On Tue, 27 May 2003, Maciej W. Rozycki wrote:
> On Tue, 27 May 2003, Geert Uytterhoeven wrote:
> > > Hmm, as I've understood that's a 2.4-only problem as 2.5 has it solved
> > > differently. And I do think the translation really belong to the drivers
> > > that use it -- why can't it be included with the USB keyboard driver or as
> > > a library file? Why an unrelated driver has to be cluttered?
> >
> > It's not really used by a driver, but by the input subsystem itself. You
> > could
> > add the translation to drivers/char/keyboard.c, but then it will break if
> > you
> > use both the input subsystem (e.g.
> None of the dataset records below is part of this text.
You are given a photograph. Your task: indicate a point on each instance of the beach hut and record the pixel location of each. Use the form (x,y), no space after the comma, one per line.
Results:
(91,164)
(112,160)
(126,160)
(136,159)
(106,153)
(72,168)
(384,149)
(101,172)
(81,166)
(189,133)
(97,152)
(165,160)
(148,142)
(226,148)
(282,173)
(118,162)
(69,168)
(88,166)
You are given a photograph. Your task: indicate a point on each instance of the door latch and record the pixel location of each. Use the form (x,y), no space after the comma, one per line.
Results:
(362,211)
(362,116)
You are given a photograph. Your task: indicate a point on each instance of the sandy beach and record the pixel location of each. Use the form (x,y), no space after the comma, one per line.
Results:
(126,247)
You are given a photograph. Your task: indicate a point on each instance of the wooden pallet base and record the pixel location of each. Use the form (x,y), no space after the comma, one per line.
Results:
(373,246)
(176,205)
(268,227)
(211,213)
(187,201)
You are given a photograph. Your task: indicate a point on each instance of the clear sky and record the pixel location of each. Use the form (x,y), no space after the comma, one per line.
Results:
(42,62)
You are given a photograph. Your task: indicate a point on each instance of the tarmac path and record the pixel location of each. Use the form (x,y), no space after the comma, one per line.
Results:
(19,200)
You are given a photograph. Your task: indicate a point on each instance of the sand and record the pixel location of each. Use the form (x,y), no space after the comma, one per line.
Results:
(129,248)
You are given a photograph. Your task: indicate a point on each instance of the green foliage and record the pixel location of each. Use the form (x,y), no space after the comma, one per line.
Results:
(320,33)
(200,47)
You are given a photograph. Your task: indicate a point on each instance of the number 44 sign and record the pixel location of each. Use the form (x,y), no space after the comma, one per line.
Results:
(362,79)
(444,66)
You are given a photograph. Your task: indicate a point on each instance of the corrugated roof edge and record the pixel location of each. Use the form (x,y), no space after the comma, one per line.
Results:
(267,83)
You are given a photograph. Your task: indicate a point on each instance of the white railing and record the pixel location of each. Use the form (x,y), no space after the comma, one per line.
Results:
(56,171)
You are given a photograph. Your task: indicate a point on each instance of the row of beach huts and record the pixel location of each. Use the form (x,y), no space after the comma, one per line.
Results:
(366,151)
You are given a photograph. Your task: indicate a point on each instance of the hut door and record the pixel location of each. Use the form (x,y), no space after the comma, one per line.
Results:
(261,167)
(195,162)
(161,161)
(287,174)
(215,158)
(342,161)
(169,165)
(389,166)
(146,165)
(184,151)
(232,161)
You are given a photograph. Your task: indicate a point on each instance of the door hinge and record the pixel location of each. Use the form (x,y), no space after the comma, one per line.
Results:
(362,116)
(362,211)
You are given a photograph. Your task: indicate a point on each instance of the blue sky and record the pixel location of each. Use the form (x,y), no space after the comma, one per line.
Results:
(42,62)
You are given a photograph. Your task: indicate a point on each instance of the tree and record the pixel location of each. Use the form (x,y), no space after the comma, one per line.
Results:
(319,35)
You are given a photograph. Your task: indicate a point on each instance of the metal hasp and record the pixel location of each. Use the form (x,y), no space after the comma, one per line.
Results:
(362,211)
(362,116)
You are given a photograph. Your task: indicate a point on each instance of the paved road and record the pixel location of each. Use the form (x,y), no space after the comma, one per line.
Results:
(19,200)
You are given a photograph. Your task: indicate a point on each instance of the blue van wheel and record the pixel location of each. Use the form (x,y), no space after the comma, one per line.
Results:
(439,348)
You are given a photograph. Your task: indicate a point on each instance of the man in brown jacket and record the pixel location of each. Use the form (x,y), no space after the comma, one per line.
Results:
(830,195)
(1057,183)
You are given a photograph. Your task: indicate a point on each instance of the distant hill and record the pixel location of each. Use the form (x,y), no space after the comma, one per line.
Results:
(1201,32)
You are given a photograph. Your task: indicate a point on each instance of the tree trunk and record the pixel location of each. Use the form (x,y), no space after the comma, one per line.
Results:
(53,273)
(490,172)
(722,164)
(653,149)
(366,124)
USB keyboard) and some other non-PS/2
> > keyboard driver.
>
> I don't understand -- the scancode mapping is specific to a keyboard
> type. Both PC/AT and USB keyboards may use the same scancodes by chance,
> but others have different ones. So how can the input subsystem need a
> PC/AT specific mapping? Adding the table to drivers/char/keyboard.c
> certainly makes no sense as the file is meant to be generic.
Scancode mapping is indeed specific to the keyboard type.
However, the input subsystem converts Linux input keycodes (cfr.
<linux/input.h>) to PC/AT scancodes, and feeds them to handle_scancode() in
drivers/char/keyboard.c. handle_scancode() calls kbd_translate() to translate
scancodes to keycodes, which is keyboard driver specific.
Since the input subsystem feeds PC/AT scancodes to handle_scancode(),
kbd_translate() needs to know about PC/AT scancodes. For the PS/2 keyboard
driver this is OK, for the dummy keyboard driver this is OK after my patch, but
for any other keyboard driver this will not work.
Gr{oetje,eeting}s,
Geert
--
Geert Uytterhoeven -- There's lots of Linux beyond ia32 -- geert@linux-m68k.org
In personal conversations with technical people, I call myself a hacker. But
when I'm talking to journalists I just say "programmer" or something like that.